Cotiviti Holdings, an auditing company that works with health insurers and governments to ensure payments to hospitals and doctors are accurate, did not get a warm welcome when it started trading Thursday on Wall Street.
Cotiviti priced its initial public offering at $19 per share. However, its stock ended Thursday down almost 10% at $17.16.
The Atlanta-based company works with many large health insurers, but it is perhaps best known as an auditor working on behalf of the CMS. Cotiviti's previous name was Connolly iHealth Technologies, and Connolly is one of Medicare's recovery audit contractors.
Medicare RACs work with the CMS to recoup overpayments from providers. The government pays them a contingency fee, usually from 9% to 12.5% of the improper payments they find. But hospitals have railed against the RAC program, calling them “bounty hunters.” Hospitals routinely appeal the auditors' decisions.
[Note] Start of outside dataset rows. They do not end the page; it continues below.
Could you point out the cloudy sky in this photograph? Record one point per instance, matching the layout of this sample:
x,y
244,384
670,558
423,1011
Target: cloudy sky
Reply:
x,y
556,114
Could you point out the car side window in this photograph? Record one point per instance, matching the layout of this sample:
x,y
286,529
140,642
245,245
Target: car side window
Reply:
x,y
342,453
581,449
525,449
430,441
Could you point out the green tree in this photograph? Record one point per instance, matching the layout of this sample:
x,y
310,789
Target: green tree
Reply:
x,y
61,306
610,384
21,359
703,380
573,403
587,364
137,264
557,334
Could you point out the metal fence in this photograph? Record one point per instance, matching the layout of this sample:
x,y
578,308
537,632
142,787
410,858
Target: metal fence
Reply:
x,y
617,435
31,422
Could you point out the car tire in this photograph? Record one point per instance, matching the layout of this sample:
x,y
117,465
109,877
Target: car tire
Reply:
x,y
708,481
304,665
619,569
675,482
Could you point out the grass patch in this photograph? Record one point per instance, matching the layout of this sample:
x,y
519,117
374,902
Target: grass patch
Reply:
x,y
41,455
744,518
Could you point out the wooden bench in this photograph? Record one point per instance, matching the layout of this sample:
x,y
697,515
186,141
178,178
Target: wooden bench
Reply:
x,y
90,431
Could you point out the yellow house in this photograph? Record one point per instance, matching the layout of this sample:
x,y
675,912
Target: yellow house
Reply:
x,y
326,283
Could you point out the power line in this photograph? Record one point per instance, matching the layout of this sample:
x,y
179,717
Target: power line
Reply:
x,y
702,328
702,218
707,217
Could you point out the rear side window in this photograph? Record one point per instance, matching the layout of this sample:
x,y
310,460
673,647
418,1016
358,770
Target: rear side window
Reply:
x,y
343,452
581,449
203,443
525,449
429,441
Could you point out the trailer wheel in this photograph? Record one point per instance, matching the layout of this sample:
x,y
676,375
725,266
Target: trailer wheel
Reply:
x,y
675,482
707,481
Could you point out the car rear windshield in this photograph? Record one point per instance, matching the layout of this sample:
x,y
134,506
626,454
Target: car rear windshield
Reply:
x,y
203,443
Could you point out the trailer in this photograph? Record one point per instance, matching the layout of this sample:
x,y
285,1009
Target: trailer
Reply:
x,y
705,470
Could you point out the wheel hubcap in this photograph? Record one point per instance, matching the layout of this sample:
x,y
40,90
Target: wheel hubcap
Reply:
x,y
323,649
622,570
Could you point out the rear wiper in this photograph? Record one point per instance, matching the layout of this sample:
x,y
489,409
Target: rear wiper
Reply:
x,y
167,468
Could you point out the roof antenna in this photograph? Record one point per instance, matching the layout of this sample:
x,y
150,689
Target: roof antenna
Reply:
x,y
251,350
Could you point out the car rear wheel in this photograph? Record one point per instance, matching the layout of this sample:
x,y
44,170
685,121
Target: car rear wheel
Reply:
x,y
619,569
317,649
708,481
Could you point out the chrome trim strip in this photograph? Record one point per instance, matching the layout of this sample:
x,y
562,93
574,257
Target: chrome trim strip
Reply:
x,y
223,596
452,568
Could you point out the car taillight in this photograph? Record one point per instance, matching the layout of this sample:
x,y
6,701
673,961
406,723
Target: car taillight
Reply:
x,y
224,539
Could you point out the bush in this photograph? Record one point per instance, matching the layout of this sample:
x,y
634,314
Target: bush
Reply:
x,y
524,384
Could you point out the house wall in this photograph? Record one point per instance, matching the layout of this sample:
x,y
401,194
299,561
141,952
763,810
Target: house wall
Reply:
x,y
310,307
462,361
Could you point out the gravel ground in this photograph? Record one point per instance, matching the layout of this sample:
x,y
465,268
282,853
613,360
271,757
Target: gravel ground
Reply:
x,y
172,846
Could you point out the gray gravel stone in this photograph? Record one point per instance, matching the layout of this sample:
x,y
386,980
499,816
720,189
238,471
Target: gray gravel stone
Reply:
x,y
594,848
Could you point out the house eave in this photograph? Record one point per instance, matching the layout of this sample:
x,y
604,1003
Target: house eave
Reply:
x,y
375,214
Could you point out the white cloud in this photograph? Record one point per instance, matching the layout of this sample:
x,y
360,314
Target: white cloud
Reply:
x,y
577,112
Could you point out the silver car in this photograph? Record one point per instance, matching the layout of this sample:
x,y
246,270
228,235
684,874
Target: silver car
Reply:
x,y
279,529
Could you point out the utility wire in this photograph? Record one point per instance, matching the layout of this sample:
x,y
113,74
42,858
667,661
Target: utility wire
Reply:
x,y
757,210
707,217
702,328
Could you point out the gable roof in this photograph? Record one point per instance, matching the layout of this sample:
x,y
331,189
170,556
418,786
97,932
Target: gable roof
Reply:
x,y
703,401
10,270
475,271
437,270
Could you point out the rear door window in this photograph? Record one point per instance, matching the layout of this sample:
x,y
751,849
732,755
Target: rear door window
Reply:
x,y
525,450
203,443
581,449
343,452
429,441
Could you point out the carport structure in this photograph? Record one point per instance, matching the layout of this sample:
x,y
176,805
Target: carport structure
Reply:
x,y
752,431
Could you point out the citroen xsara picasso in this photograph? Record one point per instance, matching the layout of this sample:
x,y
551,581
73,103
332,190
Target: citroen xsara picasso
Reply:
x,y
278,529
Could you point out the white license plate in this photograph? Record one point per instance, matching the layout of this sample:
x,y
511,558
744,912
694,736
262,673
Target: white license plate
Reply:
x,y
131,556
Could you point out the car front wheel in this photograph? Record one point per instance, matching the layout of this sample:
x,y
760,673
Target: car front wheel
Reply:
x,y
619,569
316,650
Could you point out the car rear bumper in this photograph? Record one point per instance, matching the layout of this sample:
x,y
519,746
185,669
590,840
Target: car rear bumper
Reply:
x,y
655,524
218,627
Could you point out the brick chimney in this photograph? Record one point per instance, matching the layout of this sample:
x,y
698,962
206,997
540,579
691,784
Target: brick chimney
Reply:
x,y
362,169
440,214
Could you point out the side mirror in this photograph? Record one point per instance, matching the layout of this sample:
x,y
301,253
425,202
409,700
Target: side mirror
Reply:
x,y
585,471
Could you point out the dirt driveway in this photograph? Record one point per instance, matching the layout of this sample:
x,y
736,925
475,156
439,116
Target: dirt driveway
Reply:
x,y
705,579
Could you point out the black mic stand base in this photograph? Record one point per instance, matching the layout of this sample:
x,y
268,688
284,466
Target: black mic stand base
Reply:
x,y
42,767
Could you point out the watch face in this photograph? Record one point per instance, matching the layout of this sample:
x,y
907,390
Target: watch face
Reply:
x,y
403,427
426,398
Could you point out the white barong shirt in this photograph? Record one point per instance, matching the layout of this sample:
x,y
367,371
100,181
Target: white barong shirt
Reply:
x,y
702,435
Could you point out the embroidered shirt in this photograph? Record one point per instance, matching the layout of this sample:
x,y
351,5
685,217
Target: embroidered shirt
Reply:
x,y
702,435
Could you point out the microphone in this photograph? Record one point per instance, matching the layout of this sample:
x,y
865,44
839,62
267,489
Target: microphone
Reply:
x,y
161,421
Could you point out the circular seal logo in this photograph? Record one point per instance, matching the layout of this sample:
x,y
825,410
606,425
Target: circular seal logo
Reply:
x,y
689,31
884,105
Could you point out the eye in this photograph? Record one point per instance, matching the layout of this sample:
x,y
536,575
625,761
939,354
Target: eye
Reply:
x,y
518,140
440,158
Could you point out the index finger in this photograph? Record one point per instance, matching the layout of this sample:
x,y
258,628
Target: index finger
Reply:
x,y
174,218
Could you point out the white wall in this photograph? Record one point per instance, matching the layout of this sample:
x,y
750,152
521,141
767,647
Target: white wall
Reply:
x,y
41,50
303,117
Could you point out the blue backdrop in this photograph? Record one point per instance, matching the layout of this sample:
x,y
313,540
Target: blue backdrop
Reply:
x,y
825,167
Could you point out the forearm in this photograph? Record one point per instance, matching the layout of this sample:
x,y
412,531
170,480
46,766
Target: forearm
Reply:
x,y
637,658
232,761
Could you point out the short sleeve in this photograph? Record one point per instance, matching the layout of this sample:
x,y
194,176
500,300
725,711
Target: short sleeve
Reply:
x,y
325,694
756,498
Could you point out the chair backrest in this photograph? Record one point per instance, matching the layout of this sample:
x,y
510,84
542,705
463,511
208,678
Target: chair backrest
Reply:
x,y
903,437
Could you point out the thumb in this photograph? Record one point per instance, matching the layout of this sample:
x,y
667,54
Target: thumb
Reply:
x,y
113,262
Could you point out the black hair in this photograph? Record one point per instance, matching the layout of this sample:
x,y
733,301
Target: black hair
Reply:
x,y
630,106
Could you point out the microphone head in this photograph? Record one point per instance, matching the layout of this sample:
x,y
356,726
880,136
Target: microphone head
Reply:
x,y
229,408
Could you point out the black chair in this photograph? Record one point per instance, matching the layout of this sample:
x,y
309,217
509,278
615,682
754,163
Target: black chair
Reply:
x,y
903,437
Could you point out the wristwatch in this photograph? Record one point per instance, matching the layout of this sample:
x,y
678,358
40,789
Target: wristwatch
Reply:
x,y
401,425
Cotiviti estimates there were $170 billion worth of inaccurate provider claims in 2015, giving the auditor a large market. Further, the company believes it has a powerful niche as new reimbursement models and ICD-10 coding are expected to “further increase the complexity of healthcare payments.”
The auditing industry has proven to be relatively profitable for Cotiviti. In 2015, Cotiviti brought in more than $541 million of revenue and had $14 million of net income, according to the company's registration filing. Cotiviti's operating profit was $96.5 million, good for an 18% margin.
Advent International Corp., a Boston-based private equity firm, owns about two-thirds of Cotiviti's common stock.